Granice nieomylności
Jak żywa jest dyskusja o papieskiej nieomylności, świadczyć może fakt, że nawet u schyłku XX wieku trzeba wyjaśniać jej istotę. Tak uczynił chociażby św. Jan Paweł II podczas audiencji ogólnej 24 marca 1993 r., mówiąc, że „nieomylność przysługuje Biskupowi Rzymu nie jako osobie prywatnej, ale [tylko wtedy], gdy pełni on urząd pasterza i nauczyciela wszystkich chrześcijan. Ponadto cieszy się on nią nie na mocy władzy samej w sobie i przez siebie samego sprawowanej, ale «ze względu na swą najwyższą władzę apostolską»” oraz „z Bożą pomocą, obiecaną mu w św. Piotrze”. Bez wątpienia papież nie jest nieomylny zawsze, wszędzie i we wszystkim. Byłoby to sprzeczne choćby z przywołaną na wstępie prawdą o tym, że omylność jest rzeczą wręcz naturalną. Nieomylna jest tylko taka wypowiedź papieża, która dotyczy kwestii doktrynalnych i formułowana jest w łączności z Kolegium Biskupów.

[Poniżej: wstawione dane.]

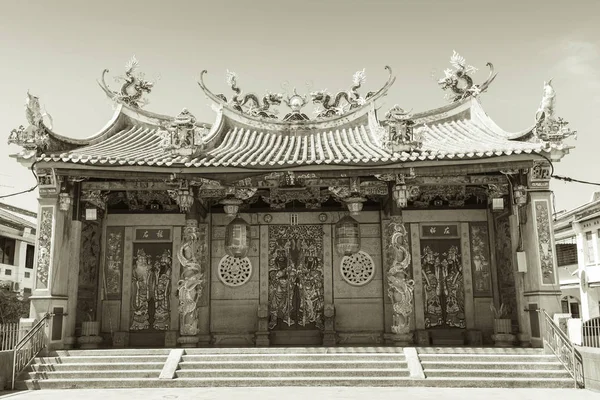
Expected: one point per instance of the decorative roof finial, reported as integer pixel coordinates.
(133, 88)
(344, 101)
(549, 128)
(250, 104)
(453, 78)
(35, 136)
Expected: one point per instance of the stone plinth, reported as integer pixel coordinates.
(89, 342)
(503, 339)
(399, 339)
(188, 341)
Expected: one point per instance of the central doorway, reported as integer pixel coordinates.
(296, 284)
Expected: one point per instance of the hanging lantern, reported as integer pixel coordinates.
(347, 236)
(355, 204)
(231, 206)
(400, 195)
(64, 201)
(237, 238)
(520, 194)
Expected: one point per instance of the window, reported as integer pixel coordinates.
(589, 248)
(566, 254)
(29, 256)
(7, 251)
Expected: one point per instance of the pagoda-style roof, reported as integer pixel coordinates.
(246, 133)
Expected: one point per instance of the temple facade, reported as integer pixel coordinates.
(352, 226)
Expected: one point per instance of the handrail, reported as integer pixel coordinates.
(564, 350)
(28, 347)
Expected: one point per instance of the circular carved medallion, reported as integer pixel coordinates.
(234, 271)
(357, 269)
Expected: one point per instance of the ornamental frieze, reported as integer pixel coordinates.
(545, 246)
(44, 250)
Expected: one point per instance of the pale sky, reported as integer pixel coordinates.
(58, 49)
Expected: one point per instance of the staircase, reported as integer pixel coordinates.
(492, 367)
(317, 366)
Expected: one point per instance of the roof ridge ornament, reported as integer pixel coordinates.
(250, 103)
(551, 129)
(182, 136)
(133, 88)
(459, 82)
(343, 101)
(35, 136)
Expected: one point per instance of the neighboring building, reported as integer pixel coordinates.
(577, 238)
(17, 248)
(169, 231)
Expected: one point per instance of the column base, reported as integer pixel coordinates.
(188, 341)
(503, 339)
(262, 339)
(524, 339)
(329, 339)
(399, 339)
(89, 342)
(69, 342)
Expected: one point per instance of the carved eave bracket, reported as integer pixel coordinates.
(552, 130)
(459, 82)
(182, 136)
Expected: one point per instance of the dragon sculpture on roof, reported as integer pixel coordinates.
(459, 82)
(133, 88)
(250, 103)
(35, 136)
(343, 101)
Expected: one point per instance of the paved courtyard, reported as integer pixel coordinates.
(304, 393)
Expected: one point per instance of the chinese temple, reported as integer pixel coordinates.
(270, 227)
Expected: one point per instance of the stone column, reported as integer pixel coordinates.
(541, 287)
(52, 263)
(191, 284)
(400, 285)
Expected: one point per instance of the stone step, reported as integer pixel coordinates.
(99, 359)
(296, 350)
(295, 357)
(291, 373)
(544, 365)
(97, 366)
(290, 364)
(493, 382)
(478, 350)
(525, 358)
(295, 381)
(105, 374)
(497, 373)
(110, 352)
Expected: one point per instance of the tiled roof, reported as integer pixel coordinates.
(472, 136)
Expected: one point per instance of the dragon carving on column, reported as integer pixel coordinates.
(133, 88)
(459, 82)
(400, 286)
(343, 101)
(250, 103)
(192, 280)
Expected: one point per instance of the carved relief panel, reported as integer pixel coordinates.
(442, 274)
(296, 296)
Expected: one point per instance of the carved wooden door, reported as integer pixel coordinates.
(295, 277)
(151, 287)
(443, 288)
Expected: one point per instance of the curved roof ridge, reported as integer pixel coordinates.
(276, 124)
(479, 115)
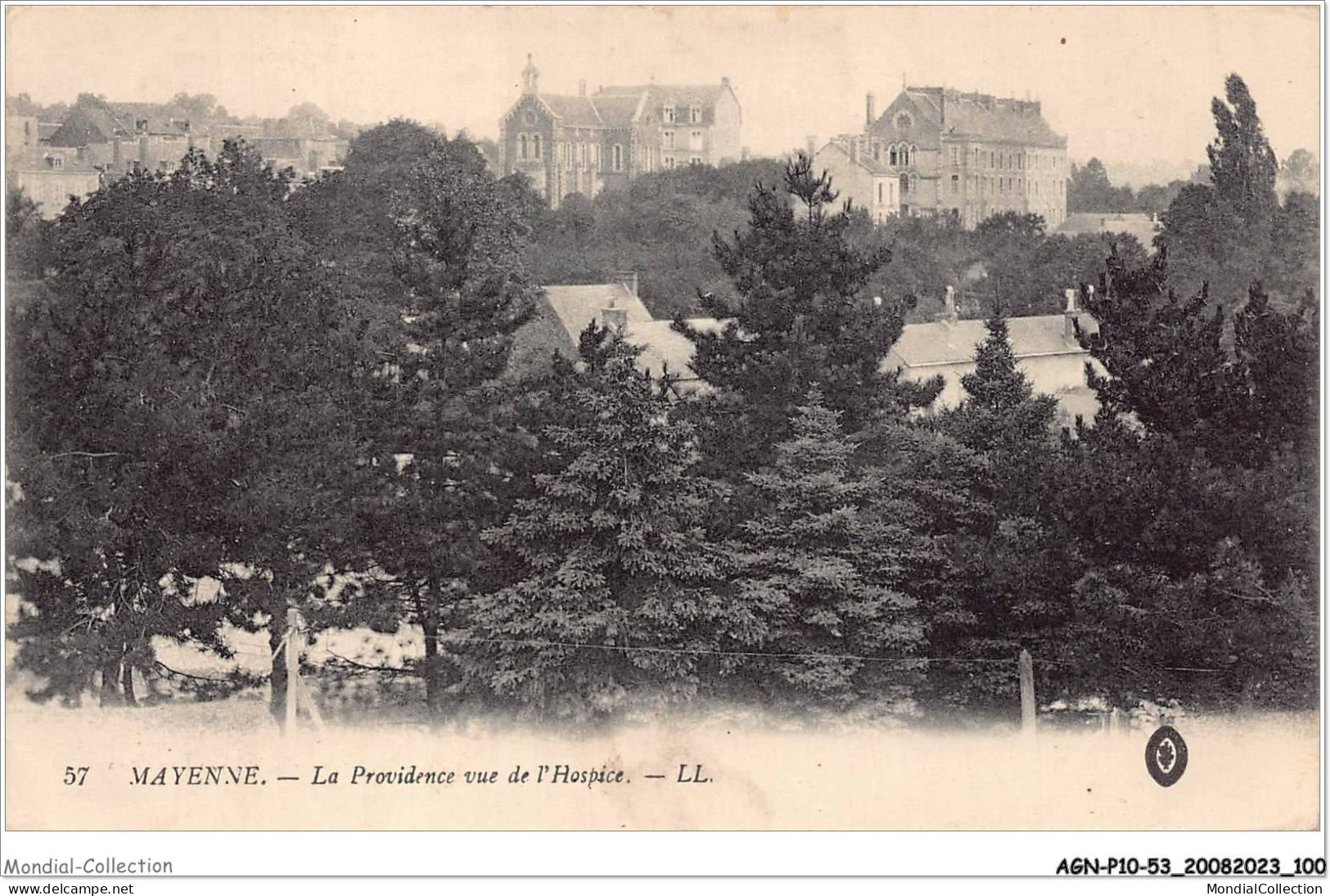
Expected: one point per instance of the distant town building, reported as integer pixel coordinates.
(1140, 225)
(868, 184)
(587, 144)
(119, 136)
(51, 178)
(1046, 346)
(1046, 349)
(964, 155)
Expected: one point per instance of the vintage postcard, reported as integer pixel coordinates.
(664, 419)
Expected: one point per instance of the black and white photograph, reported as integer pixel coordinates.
(696, 419)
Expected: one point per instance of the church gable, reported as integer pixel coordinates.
(910, 119)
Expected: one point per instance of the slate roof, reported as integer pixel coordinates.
(617, 110)
(1089, 223)
(159, 120)
(981, 115)
(666, 350)
(87, 124)
(863, 161)
(701, 95)
(574, 112)
(576, 306)
(940, 343)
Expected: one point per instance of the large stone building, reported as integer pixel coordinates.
(587, 144)
(115, 137)
(964, 155)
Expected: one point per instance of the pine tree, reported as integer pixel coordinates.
(451, 290)
(821, 574)
(616, 574)
(184, 385)
(801, 318)
(1015, 566)
(1242, 165)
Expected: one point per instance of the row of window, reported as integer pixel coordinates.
(900, 155)
(993, 159)
(985, 185)
(668, 138)
(581, 155)
(695, 115)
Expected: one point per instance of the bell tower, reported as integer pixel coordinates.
(530, 78)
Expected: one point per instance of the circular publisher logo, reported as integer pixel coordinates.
(1165, 755)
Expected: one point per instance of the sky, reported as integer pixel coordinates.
(1131, 84)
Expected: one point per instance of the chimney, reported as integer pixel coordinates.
(613, 317)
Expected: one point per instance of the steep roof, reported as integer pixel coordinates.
(159, 119)
(619, 110)
(701, 95)
(863, 160)
(574, 112)
(940, 343)
(576, 306)
(982, 115)
(1092, 223)
(87, 124)
(666, 350)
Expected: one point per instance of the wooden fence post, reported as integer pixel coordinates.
(293, 669)
(1027, 693)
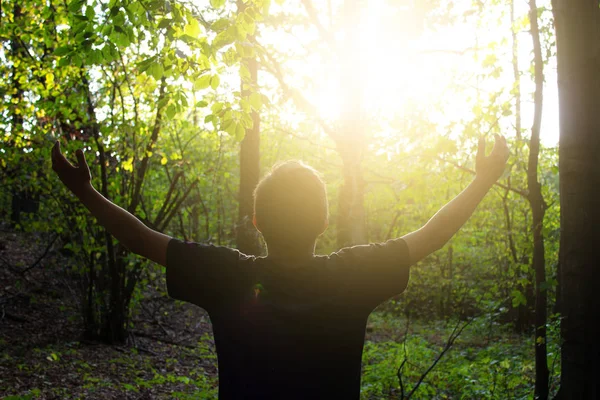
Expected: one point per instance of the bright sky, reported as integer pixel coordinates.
(404, 65)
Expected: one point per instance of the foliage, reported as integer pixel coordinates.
(159, 94)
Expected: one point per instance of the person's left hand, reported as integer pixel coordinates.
(490, 168)
(76, 178)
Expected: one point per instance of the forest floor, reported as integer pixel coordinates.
(170, 351)
(169, 354)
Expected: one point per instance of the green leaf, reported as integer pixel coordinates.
(215, 81)
(75, 5)
(240, 132)
(217, 3)
(192, 28)
(255, 101)
(61, 51)
(171, 111)
(202, 83)
(223, 39)
(156, 70)
(228, 126)
(220, 25)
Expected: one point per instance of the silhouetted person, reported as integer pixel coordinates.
(290, 325)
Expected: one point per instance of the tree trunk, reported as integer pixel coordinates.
(247, 237)
(350, 142)
(577, 25)
(538, 209)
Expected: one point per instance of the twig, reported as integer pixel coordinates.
(451, 339)
(41, 257)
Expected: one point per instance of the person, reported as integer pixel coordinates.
(289, 325)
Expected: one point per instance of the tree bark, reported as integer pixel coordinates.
(351, 225)
(247, 237)
(577, 25)
(538, 209)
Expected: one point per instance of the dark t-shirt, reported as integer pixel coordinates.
(288, 332)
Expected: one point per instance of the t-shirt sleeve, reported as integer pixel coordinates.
(375, 272)
(201, 274)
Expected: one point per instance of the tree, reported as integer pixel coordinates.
(538, 209)
(577, 25)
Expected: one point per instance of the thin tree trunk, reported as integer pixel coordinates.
(247, 237)
(538, 208)
(577, 25)
(350, 142)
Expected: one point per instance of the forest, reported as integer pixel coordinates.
(182, 106)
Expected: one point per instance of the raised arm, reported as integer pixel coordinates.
(450, 218)
(128, 230)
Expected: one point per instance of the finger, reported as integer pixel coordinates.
(481, 148)
(59, 159)
(81, 158)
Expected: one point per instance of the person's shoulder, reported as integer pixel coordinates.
(373, 249)
(206, 250)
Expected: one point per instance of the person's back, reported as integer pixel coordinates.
(288, 331)
(290, 325)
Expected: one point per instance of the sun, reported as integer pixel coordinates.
(392, 63)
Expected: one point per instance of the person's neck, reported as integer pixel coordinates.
(292, 254)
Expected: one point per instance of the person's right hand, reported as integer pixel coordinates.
(76, 178)
(490, 168)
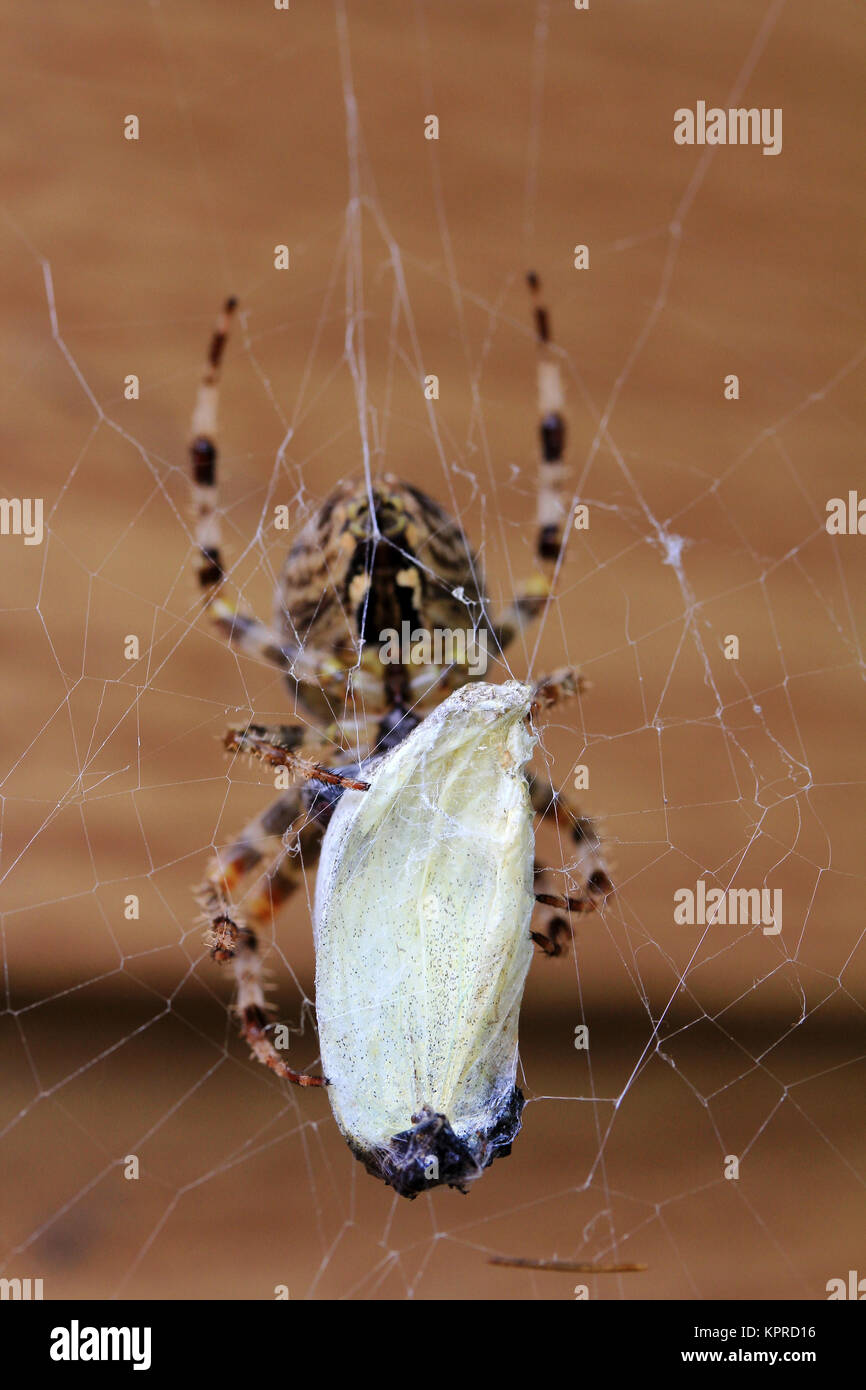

Autorzy ujmują warunki nieomylności papieskiej w kilku okolicznościach, które muszą wystąpić łącznie: po pierwsze podmiotem nieomylności jest każdorazowy papież, a nie Stolica Apostolska jako instytucja, a papież występuje jako najwyższy pasterz i nauczyciel wszystkich wiernych, czyli ex cathedra, a tym samym świadomie angażuje całą pełnię swojej najwyższej władzy nauczycielskiej, natomiast ogłoszona definitywnie prawda zobowiązuje bezwzględnie wszystkich wiernych (przy tym wola definicji dogmatycznej musi być przez papieża formalnie wyrażona), a zakres nieomylności papieża jest taki sam, jak nieomylność całego episkopatu w dziedzinie wiary i moralności.
Stare i nowe
Wskutek oporu wobec ogłoszenia tego dogmatu na niewygasłych do końca ideach koncyliarystycznych wiosną 1871 r., na bazie działającego już od 1724 r. w Holandii Kościoła starokatolickiego, powstał międzynarodowy ruch schizmatyckich Kościołów starokatolickich z centrum w Utrechcie. Znaczny wpływ na to miał Ignacy Döllinger, kapłan, profesor historii Kościoła i prawa kanonicznego Uniwersytetu Monachijskiego, negujący orzeczenie o nieomylności papieskiej jako nieuzasadnione teologicznie, historycznie i prawnie. Mimo że starokatolicyzm jest najnowszym odłamem chrześcijaństwa, to jednak określa się go jako „stary”, gdyż – jak to wyjaśnił sam Döllinger – na soborze powstał „nowy Kościół”, więc jego przeciwnicy wracają do korzeni, czyli do „starego” katolicyzmu. Co ciekawe, sam Döllinger nie przystąpił do tego „starego”, choć nowego Kościoła, ponieważ nie wierzył w trwałość jego idei.